Lung Transplant Program, Centre Hospitalier de l'Université de Montréal, Québec, Canada.
Department of Nutrition, Université de Montréal, Québec, Canada.
Transplantation. 2018 Feb;102(2):318-325. doi: 10.1097/TP.0000000000001919.
Obesity and underweight are associated with a higher postlung transplantation (LTx) mortality. This study aims to assess the impact of the changes in body mass index (BMI) during the waiting period for LTx on early postoperative outcomes.
Medical records of 502 consecutive cases of LTx performed at our institution between 1999 and 2015 were reviewed. Patients were stratified per change in BMI category between pre-LTx assessment (candidate BMI) and transplant BMI as follows: A-candidate BMI, less than 18.5 or 18.5 to 29.9 and transplant BMI, less than 18.5; B-candidate BMI, less than 18.5 and transplant BMI, 18.5 to 29.9; C-candidate BMI, 18.5 to 29.9 and transplant BMI, 18.5 to 29.9; D-candidate BMI, 30 or greater and transplant BMI, 18.5 to 29.9; and E-candidate BMI, 30 or greater or 18.5 to 29.9 and transplant BMI, 30 or greater. Our primary outcome was in-hospital mortality and secondary outcomes were length of mechanical ventilation, intensive care unit length of stay (LOS), hospital LOS and postoperative complications.
BMI variation during the waiting time was common, as 1/3 of patients experienced a change in BMI category. Length of mechanical ventilation (21 days vs 9 days; P = 0.018), intensive care unit LOS (26 days vs 15 days; P = 0.035), and rates of surgical complications (76% vs 44%; P = 0.018) were significantly worse in patients of group E versus group D. Obese candidates who failed to decrease BMI less than 30 by transplant exhibited an increased risk of postoperative mortality (odds ratio, 2.62; 95% confidence interval, 1.01-6.48) compared with patients in group C. Pre-LTx BMI evolution had no impact on postoperative morbidity and mortality in underweight patients.
Our results suggest that obese candidates with an unfavorable pretransplant BMI evolution are at greater risk of worse post-LTx outcomes.
肥胖和体重过轻与肺移植(LTx)后死亡率升高有关。本研究旨在评估 LTx 等待期间体重指数(BMI)变化对术后早期结果的影响。
回顾了 1999 年至 2015 年在我们机构进行的 502 例连续 LTx 病例的病历。根据候选 BMI 和移植 BMI 之间 BMI 类别变化对患者进行分层,如下所示:A-候选 BMI 低于 18.5 或 18.5 至 29.9 和移植 BMI 低于 18.5;B-候选 BMI 低于 18.5 和移植 BMI 为 18.5 至 29.9;C-候选 BMI 为 18.5 至 29.9 和移植 BMI 为 18.5 至 29.9;D-候选 BMI 为 30 或更高,移植 BMI 为 18.5 至 29.9;E-候选 BMI 为 30 或更高或 18.5 至 29.9,移植 BMI 为 30 或更高。我们的主要结果是院内死亡率,次要结果是机械通气时间、重症监护病房住院时间(LOS)、住院时间和术后并发症。

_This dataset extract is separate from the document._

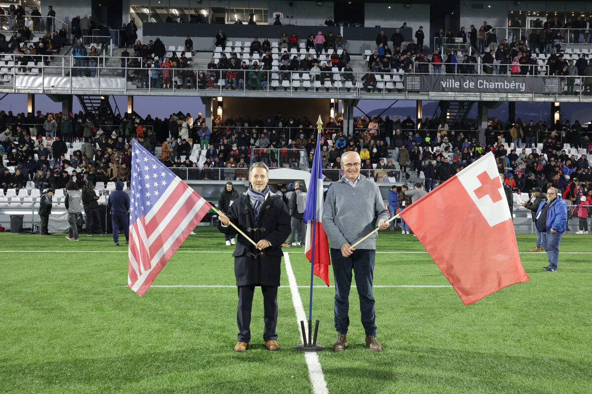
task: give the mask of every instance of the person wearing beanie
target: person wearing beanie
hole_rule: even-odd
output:
[[[111,227],[113,229],[113,242],[119,246],[119,232],[123,231],[126,235],[126,245],[130,243],[130,196],[123,191],[124,183],[117,181],[115,191],[109,195],[109,208],[111,211]]]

等待期间 BMI 变化很常见,1/3 的患者 BMI 类别发生变化。与 D 组相比,E 组患者的机械通气时间(21 天比 9 天;P = 0.018)、重症监护病房 LOS(26 天比 15 天;P = 0.035)和手术并发症发生率(76%比 44%;P = 0.018)显著更差。与 C 组相比,未能在移植前将 BMI 降低到 30 以下的肥胖候选者术后死亡风险增加(比值比,2.62;95%置信区间,1.01-6.48)。LTx 前 BMI 的演变对体重过轻患者的术后发病率和死亡率没有影响。
我们的结果表明,移植前 BMI 演变不利的肥胖候选者发生 LTx 后结局恶化的风险更高。